Lest We Forget: Pandemic Preparation Requires Health Workforce Reinforcements

International Nurses Day is a good time to revisit a key lesson from the pandemic: we need to develop and train more health personnel.

Vaccine outreach underneath tents in a open paved area.

Just as the clapping and clanging pots that thanked health workers at shift change faded well before the COVID-19 threat eased, we face faltering momentum in our promises to learn one of the most important lessons from the pandemic: that we need to invest in developing, retaining and rewarding the health personnel who are fundamental to delivery of global health.

For several years, we witnessed country responses that were only as robust as existing health infrastructure, with nurses and other health professionals as the baseline asset. Any hope of fully recovering from pandemic losses – or preparing for the next crisis – begins with surgical focus on the health workforce. International Nurses Day this weekend is a good excuse to revisit that commitment.

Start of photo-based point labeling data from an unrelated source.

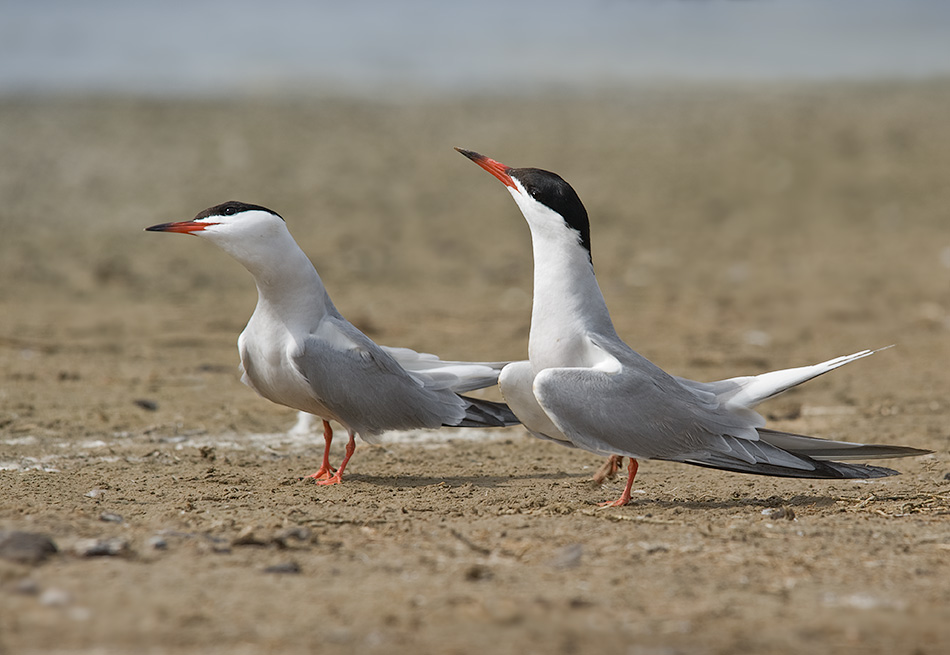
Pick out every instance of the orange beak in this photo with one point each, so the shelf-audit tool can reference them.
(497, 169)
(185, 227)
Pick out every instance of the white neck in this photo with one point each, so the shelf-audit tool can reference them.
(289, 290)
(568, 304)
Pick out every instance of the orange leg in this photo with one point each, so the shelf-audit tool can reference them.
(338, 476)
(325, 470)
(625, 496)
(609, 470)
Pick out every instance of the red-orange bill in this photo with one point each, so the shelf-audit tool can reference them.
(185, 227)
(497, 169)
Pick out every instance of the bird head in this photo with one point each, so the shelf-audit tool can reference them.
(547, 201)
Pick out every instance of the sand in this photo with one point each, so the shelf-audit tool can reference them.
(735, 230)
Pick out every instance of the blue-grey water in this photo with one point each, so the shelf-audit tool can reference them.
(211, 47)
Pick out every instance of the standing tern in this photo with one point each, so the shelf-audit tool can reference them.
(297, 349)
(584, 387)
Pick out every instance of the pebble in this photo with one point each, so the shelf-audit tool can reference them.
(113, 547)
(157, 542)
(55, 598)
(25, 547)
(284, 567)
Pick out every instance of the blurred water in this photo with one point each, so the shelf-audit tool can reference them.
(214, 47)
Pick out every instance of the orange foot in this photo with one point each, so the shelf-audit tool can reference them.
(609, 469)
(337, 477)
(325, 472)
(625, 496)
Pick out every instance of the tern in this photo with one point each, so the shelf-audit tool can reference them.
(297, 350)
(584, 387)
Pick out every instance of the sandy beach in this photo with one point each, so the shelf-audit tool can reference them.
(735, 230)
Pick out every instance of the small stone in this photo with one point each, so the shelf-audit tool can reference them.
(116, 546)
(146, 404)
(157, 542)
(25, 547)
(27, 587)
(478, 572)
(55, 598)
(297, 533)
(291, 568)
(248, 537)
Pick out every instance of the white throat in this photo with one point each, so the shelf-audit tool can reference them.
(568, 305)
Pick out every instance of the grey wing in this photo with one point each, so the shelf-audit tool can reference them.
(457, 376)
(639, 413)
(515, 383)
(366, 389)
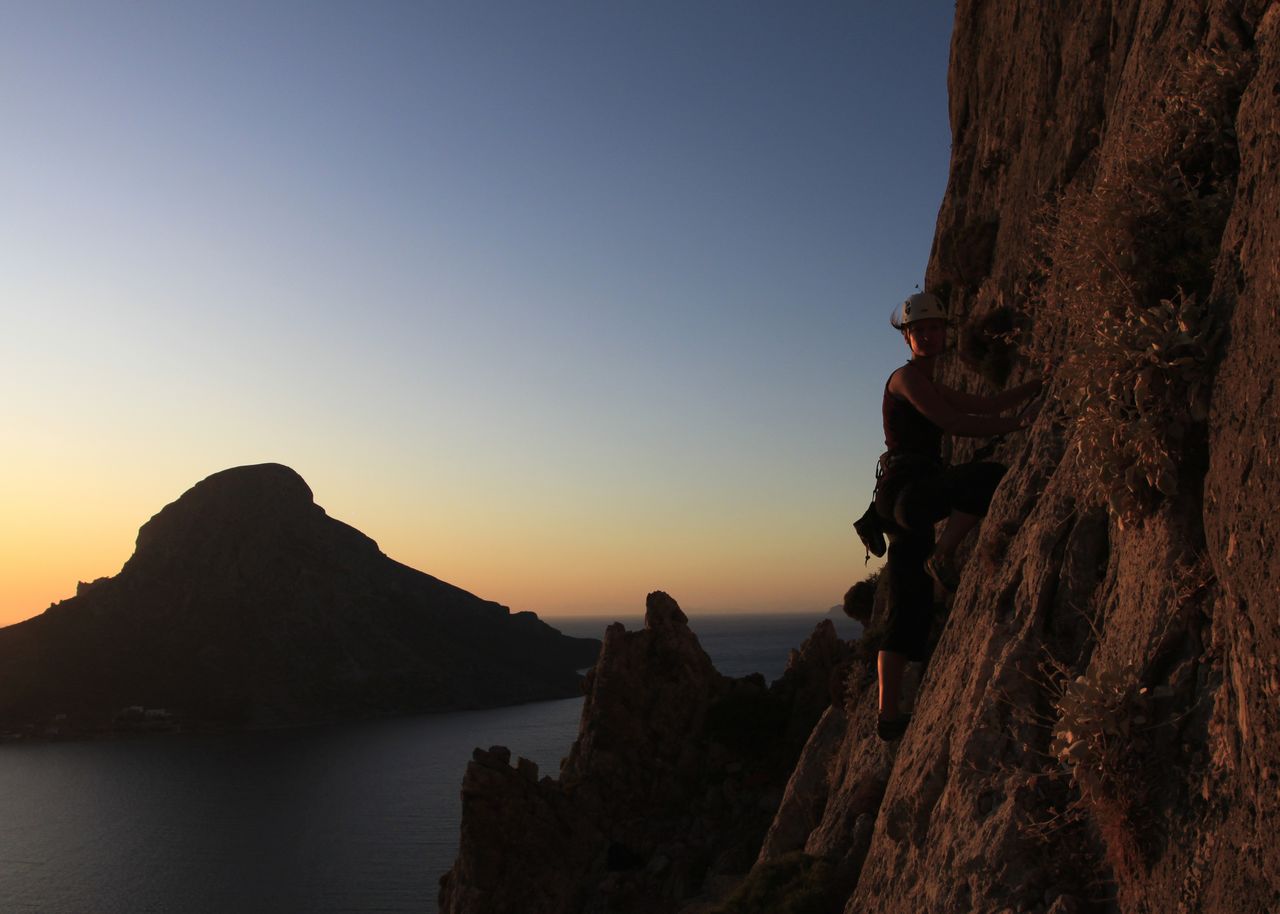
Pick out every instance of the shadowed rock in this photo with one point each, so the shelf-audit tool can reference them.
(245, 603)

Even before the pandemic, there were multiple warnings of looming health worker shortages. The World Health Organization recently estimated the global shortage of nurses and midwives alone will be 4.8 million by 2030, with 80% of the nursing workforce in countries that make up only half the world’s population. Many, including the head of the International Council of Nurses, have highlighted the growing economic and social costs of wealthier countries recruiting nurses from countries that desperately need – and invested in training – those resources. One in every eight nurses today practices in a country other than where they were born or trained. We need to start rebuilding our health workforce by acknowledging healthcare resources are capital intensive. This begins with investing in preservice training. That requires a bolus of funding, to support preservice training capacity that doesn’t exist today, which means that any hope of solving the health personnel shortage anytime soon is unrealistic.

Then comes the question of fair wages and an overall supportive environment. It’s not enough to train and recruit – retaining skilled professionals is vital, and that’ s expensive. In resource-stressed countries, it requires a long-term perspective, sufficient budget, mentoring and public support that are proving difficult, particularly when countries are torn by conflict, political turmoil, multiple needs and public distrust.

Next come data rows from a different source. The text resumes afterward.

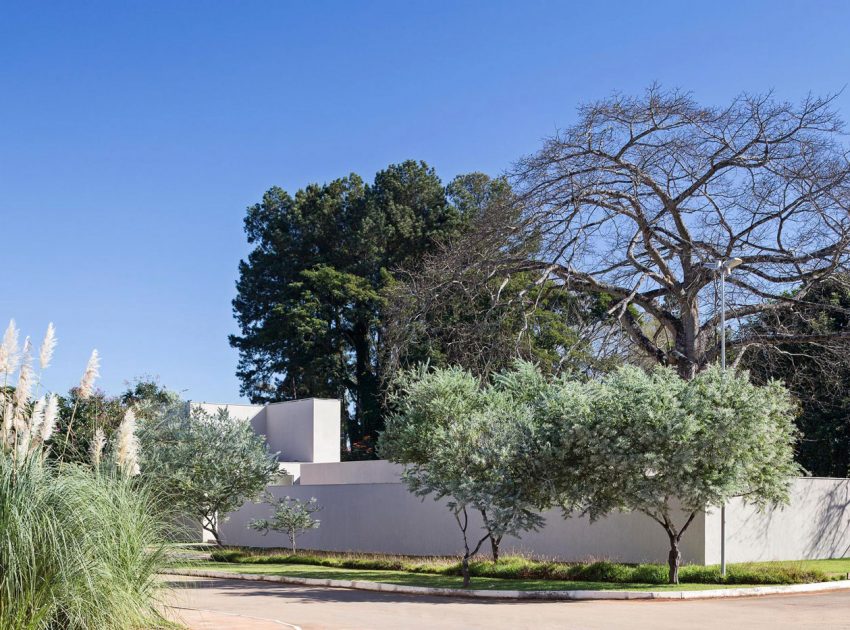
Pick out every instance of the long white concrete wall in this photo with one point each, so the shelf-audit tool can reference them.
(382, 516)
(366, 508)
(816, 524)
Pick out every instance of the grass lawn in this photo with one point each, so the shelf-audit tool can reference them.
(437, 581)
(835, 567)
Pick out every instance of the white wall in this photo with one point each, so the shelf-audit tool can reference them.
(816, 524)
(305, 430)
(386, 518)
(366, 508)
(373, 471)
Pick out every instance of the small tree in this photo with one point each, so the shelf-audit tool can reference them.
(291, 516)
(456, 440)
(207, 464)
(657, 441)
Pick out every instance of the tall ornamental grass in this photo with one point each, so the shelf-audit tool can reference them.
(80, 545)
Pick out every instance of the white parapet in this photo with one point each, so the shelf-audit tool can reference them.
(306, 430)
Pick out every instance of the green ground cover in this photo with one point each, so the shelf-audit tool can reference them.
(407, 578)
(516, 572)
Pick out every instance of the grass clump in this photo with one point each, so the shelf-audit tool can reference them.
(79, 549)
(523, 568)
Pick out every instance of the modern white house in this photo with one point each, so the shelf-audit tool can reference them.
(366, 508)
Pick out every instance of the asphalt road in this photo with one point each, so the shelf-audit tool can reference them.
(258, 605)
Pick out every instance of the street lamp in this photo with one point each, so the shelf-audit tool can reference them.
(724, 267)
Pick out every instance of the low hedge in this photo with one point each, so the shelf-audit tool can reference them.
(515, 567)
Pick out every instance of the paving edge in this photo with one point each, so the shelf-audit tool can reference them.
(743, 591)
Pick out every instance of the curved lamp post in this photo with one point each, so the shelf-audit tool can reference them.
(724, 268)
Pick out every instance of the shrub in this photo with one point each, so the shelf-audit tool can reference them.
(521, 568)
(80, 545)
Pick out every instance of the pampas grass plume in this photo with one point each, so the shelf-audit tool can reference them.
(50, 414)
(24, 387)
(127, 446)
(98, 442)
(47, 347)
(91, 373)
(9, 349)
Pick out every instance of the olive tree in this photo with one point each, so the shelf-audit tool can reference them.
(658, 443)
(634, 202)
(208, 465)
(457, 440)
(290, 516)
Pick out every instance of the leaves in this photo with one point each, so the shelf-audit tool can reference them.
(207, 464)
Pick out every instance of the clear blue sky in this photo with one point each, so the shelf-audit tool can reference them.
(133, 135)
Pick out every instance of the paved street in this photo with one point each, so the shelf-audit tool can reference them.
(311, 608)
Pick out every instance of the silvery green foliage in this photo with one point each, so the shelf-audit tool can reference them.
(291, 516)
(703, 441)
(207, 464)
(465, 443)
(658, 442)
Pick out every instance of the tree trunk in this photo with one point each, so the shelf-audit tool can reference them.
(674, 559)
(211, 527)
(494, 546)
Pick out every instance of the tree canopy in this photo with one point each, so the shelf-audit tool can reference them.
(459, 442)
(310, 293)
(207, 465)
(642, 194)
(817, 375)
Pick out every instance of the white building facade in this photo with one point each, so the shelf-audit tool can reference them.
(366, 508)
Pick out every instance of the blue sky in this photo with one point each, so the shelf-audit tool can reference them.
(133, 135)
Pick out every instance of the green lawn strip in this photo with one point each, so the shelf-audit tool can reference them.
(405, 578)
(834, 567)
(523, 569)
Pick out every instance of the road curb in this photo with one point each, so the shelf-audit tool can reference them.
(743, 591)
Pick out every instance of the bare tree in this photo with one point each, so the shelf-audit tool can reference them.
(641, 194)
(452, 310)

In the absence of a plan to substantially increase and manage a safe, skilled and motivated global health workforce, it is quite futile to expect countries to effectively respond to any goal – from vaccination programs to preparing for the next pandemic. As I often say, vaccines mean little until people are vaccinated on time – which requires a trusted and trained health workforce. A true celebration of our nurses will be to fund action plans that develop and support them in carrying out their work without strain or stress.